Trecentesco Bodiam, umido castello del cavaliere del Parlamento

“Il prossimo richiedente, mio signore, è un nobile minore del Sussex nonché membro della Camera dei Comuni, Edward Dalyngrigge.” Edoardo III, re d’Inghilterra, lanciò uno sguardo verso l’ingresso recentemente rinnovato della camera delle udienze di Westminster. “Ah, ci ricordiamo di lui, cancelliere.” Quell’individuo rissoso sempre pronto a duellare, che l’anno scorso era stato il protagonista di una ridicola lite con suo zio Giovanni, il Duca Plantageneto. E tutto ciò per la ragionevole espansione di quest’ultimo entro terreni che l’altro reputava proprietà della sua famiglia. “Controllate che questa volta non abbia con se i guanti.” Ridacchiò il sovrano, alludendo alla maniera in cui, avendo perso la causa in queste stesse sale, il Cavaliere aveva gettato più volte a terra il pegno di sfida senza che, fortunatamente, lo zio reale decidesse di raccoglierlo condannandolo essenzialmente a morte. Fu dunque lo stesso Edoardo III, in un raro sprazzo di magnanimità, a intercedere affinché fosse liberato sul finire dello scorso 1384. Nient’altro che una ragionevole concessione, per un vecchio eroe di guerra. “Mio Re, è un onore incontrarvi. Come il cancelliere vi stava spiegando…” Ah, si, distrazioni. “Sono qui avendo presentato una petizione di merlatura. Sarebbe mia intenzione fortificare, a partire dalla prossima primavera, la residenza della mia famiglia presso Robertsbridge, dove gli odiati francesi hanno più volte tentato di sbarcare. A questo punto, come vent’anni fa, sarebbe un onore servire il popolo in qualità di scudo e spada della corona d’Inghilterra.” Tutto, nella proposta, era formalmente corretta ed il re prese in attenta considerazioni diversi aspetti. Dalyngrigge, dopo tutto, si era fatto onore come mercenario nella guerra dei cento anni ed aveva anche aiutato personalmente le truppe di Londra, durante la rivolta contadina del 1381, convinti da sedicenti sacerdoti che una seconda venuta di Cristo li avrebbe “liberati” dalla servitura della gleba. Senza perdersi in superflui convenevoli nei confronti di costui, dunque, fece un cenno indefinibile con la mano destra: “E sia” indicò al cronista di corte. “Che al signore di Dalyngrigge venga concesso di costruire una residenza con mura di pietra e calce, sovrastato da merli militari. Vicino al mare ed in difesa della contea adiacente, per resistere ai nostri nemici…”
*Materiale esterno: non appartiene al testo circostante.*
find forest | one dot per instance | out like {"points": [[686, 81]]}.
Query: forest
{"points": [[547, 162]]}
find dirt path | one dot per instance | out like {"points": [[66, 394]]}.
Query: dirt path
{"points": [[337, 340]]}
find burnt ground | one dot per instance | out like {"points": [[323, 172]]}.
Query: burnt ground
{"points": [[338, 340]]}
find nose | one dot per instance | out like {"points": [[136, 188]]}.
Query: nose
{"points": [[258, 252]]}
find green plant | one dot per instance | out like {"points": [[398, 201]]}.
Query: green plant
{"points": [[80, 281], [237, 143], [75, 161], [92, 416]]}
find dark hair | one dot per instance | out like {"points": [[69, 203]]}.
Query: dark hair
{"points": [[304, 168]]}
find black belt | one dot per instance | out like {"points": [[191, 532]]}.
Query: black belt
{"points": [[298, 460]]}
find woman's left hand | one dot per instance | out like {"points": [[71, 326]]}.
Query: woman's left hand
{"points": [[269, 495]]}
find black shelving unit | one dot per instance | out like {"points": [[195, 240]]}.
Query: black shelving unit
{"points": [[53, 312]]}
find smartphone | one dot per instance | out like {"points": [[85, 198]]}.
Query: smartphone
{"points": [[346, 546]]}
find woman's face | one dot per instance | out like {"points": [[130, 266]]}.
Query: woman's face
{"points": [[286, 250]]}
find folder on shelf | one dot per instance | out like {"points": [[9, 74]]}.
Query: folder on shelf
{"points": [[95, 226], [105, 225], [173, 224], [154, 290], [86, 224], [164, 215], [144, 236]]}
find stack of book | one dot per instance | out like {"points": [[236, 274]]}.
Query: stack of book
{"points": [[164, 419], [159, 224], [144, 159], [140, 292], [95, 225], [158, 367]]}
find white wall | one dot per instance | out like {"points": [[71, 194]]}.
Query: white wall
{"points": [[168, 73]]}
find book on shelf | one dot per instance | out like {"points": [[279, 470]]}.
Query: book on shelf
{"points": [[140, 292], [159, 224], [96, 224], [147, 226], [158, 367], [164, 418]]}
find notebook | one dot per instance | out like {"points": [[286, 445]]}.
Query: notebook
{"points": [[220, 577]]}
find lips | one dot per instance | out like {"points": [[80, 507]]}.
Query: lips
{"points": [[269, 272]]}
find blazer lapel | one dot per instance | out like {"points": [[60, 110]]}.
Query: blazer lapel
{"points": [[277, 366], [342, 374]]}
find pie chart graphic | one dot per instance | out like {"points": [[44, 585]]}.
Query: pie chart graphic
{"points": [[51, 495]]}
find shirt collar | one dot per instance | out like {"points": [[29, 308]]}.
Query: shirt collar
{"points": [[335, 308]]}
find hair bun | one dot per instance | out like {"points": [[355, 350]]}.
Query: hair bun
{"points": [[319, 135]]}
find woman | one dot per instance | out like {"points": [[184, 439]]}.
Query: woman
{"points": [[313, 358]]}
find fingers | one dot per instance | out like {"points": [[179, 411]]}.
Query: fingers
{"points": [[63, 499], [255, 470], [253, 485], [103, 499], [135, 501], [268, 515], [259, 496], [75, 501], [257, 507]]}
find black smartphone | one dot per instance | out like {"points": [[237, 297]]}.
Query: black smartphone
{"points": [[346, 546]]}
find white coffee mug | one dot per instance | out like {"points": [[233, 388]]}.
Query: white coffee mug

Tornato entro i confini dei terreni avìti, dunque, il cavaliere ormai quarantenne non perse tempo a mettere in atto la propria idea. Contattati i più affidabili architetti ed artigiani della zona, diede ordine che attorno all’antica magione venisse scavato un fossato rettangolare, dell’ampiezza di 115 x 155 metri. Questo per l’assenza di rilievi degni di nota attorno al sito e l’effettiva intenzione di poter disporre di un castello che fosse al tempo stesso attraente, memorabile e simbolo del suo prestigio. Proprio per questo, le mura di Bodiam sarebbero sorte su di un’isola nel paesaggio, spoglio di alberi, affinché fosse possibile ammirarlo da una piccola collina antistante. Sarebbe stato il “castello britannico” perfetto…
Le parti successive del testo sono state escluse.